Why Love Poured Out?
 Thus within revealing this lesson in his gospel, Luke taught the readers of his own day and we who read this record, that God challenges us concerning our financial and social positions. God does not use worldly scales when measuring us. In doing mercy, God simply does miraculously what God will do.
 We ask then as Sabbath rolls into the modern work week... the same question that the infant churches within Lukan days may have rightly asked, “What shall we who are the chosen and forgiven, do in lowly response?”
 Surely we who have been spared the penalty of our sinfulness, and working from that renewed holy place of existence, are called to respond. I offer that we are to praise Him and recognize that we are sent by our Lord out into the world to both feed and heal others. We are not to stand high and mighty, separate and above those others for whom God cares. We are to do as our Lord has done and empower them from alongside.
 As well, we need to remember here that according to scripture, Jesus was participating in a feast on that Sabbath, which in the days to come would be considered as a divine dinner likened to a marriage feast held for the Bridegroom of the Church. We today in the church then can hold to the thought that we are subsequently gathered at the same dinner in our own congregations. Indeed, Jesus comes to be with us as well.
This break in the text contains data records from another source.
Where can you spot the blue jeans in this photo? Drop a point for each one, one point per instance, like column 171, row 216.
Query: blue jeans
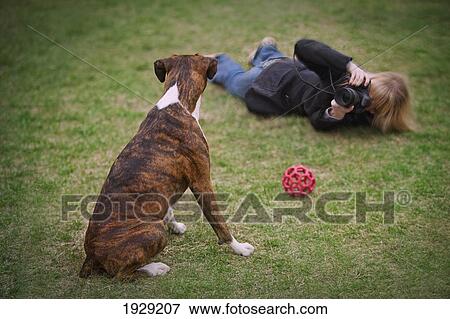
column 235, row 79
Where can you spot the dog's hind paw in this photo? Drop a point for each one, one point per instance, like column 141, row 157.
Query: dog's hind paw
column 155, row 269
column 177, row 228
column 243, row 249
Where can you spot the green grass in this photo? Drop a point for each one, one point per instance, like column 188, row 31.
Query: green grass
column 62, row 124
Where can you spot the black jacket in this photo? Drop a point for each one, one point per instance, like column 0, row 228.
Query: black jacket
column 280, row 89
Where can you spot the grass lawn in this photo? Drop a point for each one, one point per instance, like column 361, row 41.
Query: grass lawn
column 62, row 124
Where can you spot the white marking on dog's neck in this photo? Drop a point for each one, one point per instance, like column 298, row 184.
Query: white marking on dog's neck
column 170, row 97
column 196, row 113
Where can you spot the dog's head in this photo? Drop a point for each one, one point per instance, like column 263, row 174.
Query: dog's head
column 189, row 72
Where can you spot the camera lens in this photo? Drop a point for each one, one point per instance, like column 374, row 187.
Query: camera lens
column 346, row 97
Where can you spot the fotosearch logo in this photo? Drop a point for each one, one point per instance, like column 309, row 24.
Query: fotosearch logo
column 247, row 210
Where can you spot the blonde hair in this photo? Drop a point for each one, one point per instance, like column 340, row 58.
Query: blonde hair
column 391, row 104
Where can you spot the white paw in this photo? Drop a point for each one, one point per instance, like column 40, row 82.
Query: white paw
column 177, row 228
column 243, row 249
column 155, row 269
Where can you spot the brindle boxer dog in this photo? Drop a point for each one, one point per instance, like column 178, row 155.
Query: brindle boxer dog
column 168, row 154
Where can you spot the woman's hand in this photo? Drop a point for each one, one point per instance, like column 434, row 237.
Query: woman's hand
column 338, row 112
column 357, row 75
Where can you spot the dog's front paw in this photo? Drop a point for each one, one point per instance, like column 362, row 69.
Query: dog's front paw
column 243, row 249
column 177, row 228
column 155, row 269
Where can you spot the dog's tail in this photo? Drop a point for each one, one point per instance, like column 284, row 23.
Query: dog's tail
column 87, row 268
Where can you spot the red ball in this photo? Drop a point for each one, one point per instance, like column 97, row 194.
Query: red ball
column 298, row 180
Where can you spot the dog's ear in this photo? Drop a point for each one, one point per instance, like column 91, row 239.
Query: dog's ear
column 212, row 68
column 161, row 69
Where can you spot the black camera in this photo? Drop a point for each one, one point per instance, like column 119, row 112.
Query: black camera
column 357, row 96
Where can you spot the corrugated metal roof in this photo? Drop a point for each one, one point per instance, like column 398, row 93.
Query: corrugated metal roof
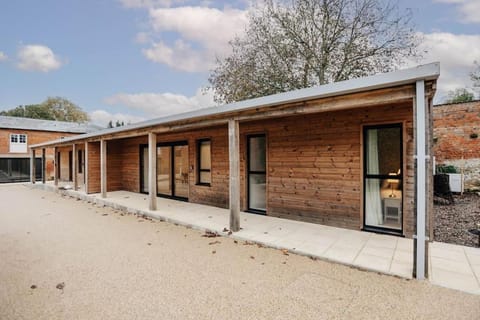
column 429, row 71
column 46, row 125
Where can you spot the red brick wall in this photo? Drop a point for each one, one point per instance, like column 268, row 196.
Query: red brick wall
column 453, row 144
column 33, row 137
column 453, row 125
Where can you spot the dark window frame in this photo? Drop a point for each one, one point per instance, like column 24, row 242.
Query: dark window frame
column 199, row 160
column 172, row 145
column 366, row 175
column 249, row 171
column 80, row 161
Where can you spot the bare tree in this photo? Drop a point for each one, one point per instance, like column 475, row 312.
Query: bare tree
column 301, row 43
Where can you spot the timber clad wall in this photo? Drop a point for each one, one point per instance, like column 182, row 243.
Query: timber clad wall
column 314, row 164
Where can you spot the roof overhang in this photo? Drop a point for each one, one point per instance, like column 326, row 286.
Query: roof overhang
column 428, row 72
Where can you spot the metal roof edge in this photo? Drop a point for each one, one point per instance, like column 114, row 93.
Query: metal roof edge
column 429, row 71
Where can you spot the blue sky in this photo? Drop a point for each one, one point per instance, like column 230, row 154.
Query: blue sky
column 130, row 60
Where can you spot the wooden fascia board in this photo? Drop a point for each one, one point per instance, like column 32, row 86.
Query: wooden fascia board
column 336, row 103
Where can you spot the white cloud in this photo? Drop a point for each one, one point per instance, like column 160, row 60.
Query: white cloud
column 180, row 56
column 149, row 3
column 456, row 53
column 103, row 117
column 469, row 9
column 37, row 58
column 161, row 104
column 203, row 34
 You see, Jesus teaches us humility while we are participating in the Sacrament. The Feast transforms us through God’s love. A great healing takes place for us. The festive and holy occasion properly observed should affect us so much that any random un-named someone can walk out of the dinner healed, standing straight and upright before God.
 Similar to those Lukan communities then, we today may look back on this instance of healing knowing surely that this is why our God became lowly. As spoken of the prophet, we find that this is why he lovingly took stripes of the whip for our healing. For it was foretold…
For thus says the high and lofty One who inhabits eternity, whose name is Holy: "I dwell in the high and holy place, and also with him who is of a contrite and humble spirit, to revive the spirit of the humble, and to revive the heart of the contrite.  (Isaiah 57:15)
 Certainly our Father’s divine and abundant love is the reason why Jesus invited the apostles to the Great Feast. Within that treasure in time he gave and yet gives us His saving and eternal life. His precious body and blood is provided to us in, with, and under the bread and wine. We are yet today invited to this same table!
 Finally, when knowing that the Lord of Lords who became lowly to be with us… is the same Son of God who sinful persons lifted up upon the cross unto death for our salvation, and who surely rose again..., do we really now have the impertinence to ask where in his assembly the Master shall have us sit… and where He shall have us go in thanksgiving? I think not. We are indeed blessed even to be present.